Data: AI’s Best Friend and Biggest Foe
Organizations are quickly realizing that AI initiatives are rendered useless, and in some cases detrimental, without clean data to feed their algorithms.
Often data accuracy would increase if organizations were able to analyze third- party data from customers, semi-structured data, or data from relational databases. However, common barriers to access include data that exists in different systems (28%) or requires merging from different sources (27%) or needs reformatting (25%). Sought-after data sources include customer data (39%), financial data (34%), employee data (26%), and sales transactions (26%). Furthermore, third-party and secondary data present their own sets of challenges, with about half of respondents citing data blending, data movement, and data cleaning as frequent obstacles.

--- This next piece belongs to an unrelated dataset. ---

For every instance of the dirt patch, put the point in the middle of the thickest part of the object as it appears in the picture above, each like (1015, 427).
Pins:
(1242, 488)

Data Accuracy is the Only Way Forward
Organizations can no longer rely on legacy, compartmentalized data integration to handle the speed, scale, and diversity of today’s data. Inadequate data cleansing and data preparation frequently allow inaccuracies to slip through the cracks. This is not the fault of the ETL developer, but a symptom of a much larger problem of manual and partitioned data cleansing and data preparation. According to Harvard Business Review, “Poor data quality is enemy number one to the widespread profitable use of Machine Learning.”

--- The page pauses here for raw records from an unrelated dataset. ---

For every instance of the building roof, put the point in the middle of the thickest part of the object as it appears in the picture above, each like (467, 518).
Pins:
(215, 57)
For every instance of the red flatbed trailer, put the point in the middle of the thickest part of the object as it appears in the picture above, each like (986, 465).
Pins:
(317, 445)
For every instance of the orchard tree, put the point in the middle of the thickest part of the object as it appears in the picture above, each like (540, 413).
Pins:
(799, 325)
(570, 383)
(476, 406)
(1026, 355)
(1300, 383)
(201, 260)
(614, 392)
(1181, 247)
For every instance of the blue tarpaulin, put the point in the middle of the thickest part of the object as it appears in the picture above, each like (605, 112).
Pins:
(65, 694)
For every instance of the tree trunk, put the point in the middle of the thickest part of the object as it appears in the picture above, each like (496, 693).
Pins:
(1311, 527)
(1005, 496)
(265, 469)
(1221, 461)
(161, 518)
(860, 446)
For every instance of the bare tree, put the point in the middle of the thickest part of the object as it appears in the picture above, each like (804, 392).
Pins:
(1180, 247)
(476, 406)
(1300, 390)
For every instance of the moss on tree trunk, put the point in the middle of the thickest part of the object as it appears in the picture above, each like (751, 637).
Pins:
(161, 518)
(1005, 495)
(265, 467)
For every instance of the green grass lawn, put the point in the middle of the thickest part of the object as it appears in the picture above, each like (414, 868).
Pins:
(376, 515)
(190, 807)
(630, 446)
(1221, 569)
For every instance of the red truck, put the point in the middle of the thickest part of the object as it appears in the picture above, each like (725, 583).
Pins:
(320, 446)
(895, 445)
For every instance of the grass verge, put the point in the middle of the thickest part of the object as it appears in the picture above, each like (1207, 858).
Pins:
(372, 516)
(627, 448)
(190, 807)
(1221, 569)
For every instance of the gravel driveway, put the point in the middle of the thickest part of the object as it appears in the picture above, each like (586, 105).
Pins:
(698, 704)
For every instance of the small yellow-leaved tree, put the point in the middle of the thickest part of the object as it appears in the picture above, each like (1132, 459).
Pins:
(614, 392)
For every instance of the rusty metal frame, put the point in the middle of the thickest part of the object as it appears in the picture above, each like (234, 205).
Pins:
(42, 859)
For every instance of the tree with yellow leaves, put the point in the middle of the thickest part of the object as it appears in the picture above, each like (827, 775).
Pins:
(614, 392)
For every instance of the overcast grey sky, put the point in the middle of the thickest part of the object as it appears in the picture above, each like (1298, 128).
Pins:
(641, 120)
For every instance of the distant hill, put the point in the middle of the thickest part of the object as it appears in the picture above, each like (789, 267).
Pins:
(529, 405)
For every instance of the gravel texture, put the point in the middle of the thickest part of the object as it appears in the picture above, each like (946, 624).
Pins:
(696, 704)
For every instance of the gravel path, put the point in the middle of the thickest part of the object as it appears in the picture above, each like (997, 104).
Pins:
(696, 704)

A clean dataset is critical for AI and ML projects, but as sources of data increase, both in the cloud and on-premises, it’s challenging for enterprises to combat the problems caused by data inconsistencies and inaccuracy. Innovative data preparation technology can help organizations improve data quality and accuracy for AI/ML initiatives and beyond while also increasing the speed and scale of these efforts. Survey respondents’ concerns and priorities for the future speak to how integral these new solutions will become as more organizations rely on data analysis to drive business decisions. The transformational opportunities provided by the advent of AI and cloud computing will only be available to the extent that organizations can make their data usable. After preparation and cleaning, data accuracy increases to 80% (completely = 29%, very accurate = 51%). deduplication (21%), data validation (21%), and analyzing relationships between fields (20%) are the most likely steps to improving data accuracy.
Looking ahead, given the implications of data inaccuracy and data quality, organizations would benefit from modern data preparation tools to ensure clean, well-prepared data is always available to support business intelligence, analytics, and AI/ML initiatives across the entire organization. Data cleansing can be difficult, but the solution doesn’t need to be. Self-service data preparation tools are solving these problems and helping organizations get the most value out of their data with proper data cleansing.

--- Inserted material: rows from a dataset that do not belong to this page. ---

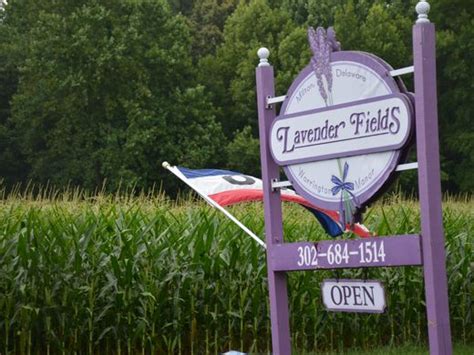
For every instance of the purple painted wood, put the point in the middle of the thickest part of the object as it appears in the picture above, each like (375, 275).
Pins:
(401, 250)
(434, 263)
(273, 215)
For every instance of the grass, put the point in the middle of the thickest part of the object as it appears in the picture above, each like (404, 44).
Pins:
(142, 274)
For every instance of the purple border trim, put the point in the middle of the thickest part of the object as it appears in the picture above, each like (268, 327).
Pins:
(349, 310)
(405, 99)
(380, 68)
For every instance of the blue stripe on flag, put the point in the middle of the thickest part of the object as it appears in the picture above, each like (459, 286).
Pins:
(330, 226)
(191, 173)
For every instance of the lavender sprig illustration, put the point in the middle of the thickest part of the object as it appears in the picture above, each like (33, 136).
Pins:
(322, 45)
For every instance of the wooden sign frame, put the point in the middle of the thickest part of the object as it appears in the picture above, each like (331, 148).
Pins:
(425, 249)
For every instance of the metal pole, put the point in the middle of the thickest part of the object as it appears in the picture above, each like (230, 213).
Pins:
(272, 205)
(434, 256)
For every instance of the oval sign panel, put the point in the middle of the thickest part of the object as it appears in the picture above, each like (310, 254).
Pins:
(342, 129)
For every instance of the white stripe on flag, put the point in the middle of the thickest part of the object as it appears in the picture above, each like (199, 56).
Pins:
(213, 203)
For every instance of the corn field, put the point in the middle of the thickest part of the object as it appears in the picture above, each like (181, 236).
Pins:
(111, 274)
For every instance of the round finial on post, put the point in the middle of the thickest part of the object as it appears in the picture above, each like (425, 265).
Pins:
(263, 53)
(422, 9)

Note: The content of this article is from a report titled “Obstacles to AI & Analytics Adoption in the Cloud” by Trifacta which leverages decades of innovative research in human-computer interaction, scalable data management and Machine Learning to make the process of preparing data faster and more intuitive. Trifacta conducted a global study of 646 individuals who prepare data. The survey was conducted between Aug. 20, 2019, and Aug. 30, 2019, in conjunction with ResearchScape International.